Romanınızı neyle alırsınız? | Selçuk Orhan

Temmuz 14, 2017

Romanınızı neyle alırsınız? | Selçuk Orhan

Basit kurgularda okur olay örgüsünün nasıl sonuçlanacağını merak eder. Daha doğrusu merak duymaya teşvik edilir. Tipik polisiyeleri akla getirelim: Katilin kim olduğu ya da komployu kimlerin düzenlediği gibi tek yönlü soruların yanıtlarını ararız. Yerleşik kanıya göre çözüm beklenmedik olmalıdır; hatta okur ne denli şaşırırsa, polisiye kurmaca o ölçüde başarılı kabul edilir.

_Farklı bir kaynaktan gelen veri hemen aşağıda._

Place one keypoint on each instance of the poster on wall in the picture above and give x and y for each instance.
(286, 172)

Günümüzde, hatta 2. Dünya Savaşı’ndan beri, polisiye ya da benzer basit kurmaca teknikleri çok çeşitli yapıtlara temel oluşturuyor. Umberto Eco’nun Gülün Adı buna örnek verilebilir; bu geniş hacimli roman ortaçağ Hıristiyan tarikatlarının iç tartışmalarını ve sonuçlarıyla günümüze kadar etki eden çatışmalarını panoramik olarak sunar. Öte yandan metin, neredeyse klişe denecek kadar tipik bir polisiye kurguyla yazılmıştır. Bu basit kurmaca yönü, romanın yoğun ve derinlikli tartışmalarını anlamlı ve okunaklı bir düzene koymaya yarar. Yine de Gülün Adı için romanın amacı şudur ya da budur diyemeyiz. Bir romanın – hatta hemen bütün sanat yapıtları için geçerlidir bu- anlam katmanları arasında bir önem sırası yaratmak gereksizdir.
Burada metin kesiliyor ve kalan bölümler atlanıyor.